At the end of 1974 my parents, or rather my mother, decided we needed to prepare for the coming Apocalypse by moving out to the country to a very modest farm property. It was the middle of the school year, and for someone as introverted as I was, it was an unwelcome change from the supportive environment of a Catholic school where I interacted with the same two-dozen classmates for eight years, to a public school of one thousand students, none of whom I ever met before. Although my Catholic school years were ones of mixed memories, in leaving that environment I was also leaving behind all of the positive memories of my youth behind; they were all negative ones after that.

1974 also happened to be my favorite year for music; I doubt that there was a year more eclectic before or since. There were times when I could listen to the American Top 40 countdown and like every song I heard.

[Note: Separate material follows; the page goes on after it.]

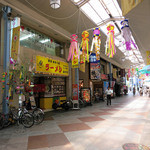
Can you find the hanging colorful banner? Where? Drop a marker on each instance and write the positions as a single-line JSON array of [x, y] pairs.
[[128, 5], [95, 71], [75, 62], [49, 65], [148, 57], [114, 73], [82, 67], [15, 43]]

Those were the days when a “rock” version of “The Lord’s Prayer” fit in right beside the funk of “Jungle Boogie,” the smooth sensuality of “Sexy Mama,” story songs like “Dark Lady,” instrumentals like “Love’s Theme,” the Spanish language “Eres Tu,” the slightly subversive “Smokin’ in the Boys Room,” Dickie Goodman’s goofy novelty “The Energy Crisis,” and the political editorial set to music, “Americans.” Of course, these days you can only hear music even mildly this varied on “oldies” and “classic rock” stations; contemporary music stations play the same mind-numbing sound over and over again. I’m sure the older formats would drive contemporary listeners as “crazy” as the new stuff drives me.

And so there was yesterday’s Grammy Awards ceremony, which just made me cringe. It was supposed to be part “celebration” of music of the past, with Paul McCartney on hand to mark the 50th anniversary of the Beatles’ leading the British Invasion of America. Of course Madonna had to be there, in a Cowboy get-up speaking in her phony British accent. Talk about delusional; frankly, I don’t understand why the British press doesn’t crucify this fraud whose whole career is based on illusion. 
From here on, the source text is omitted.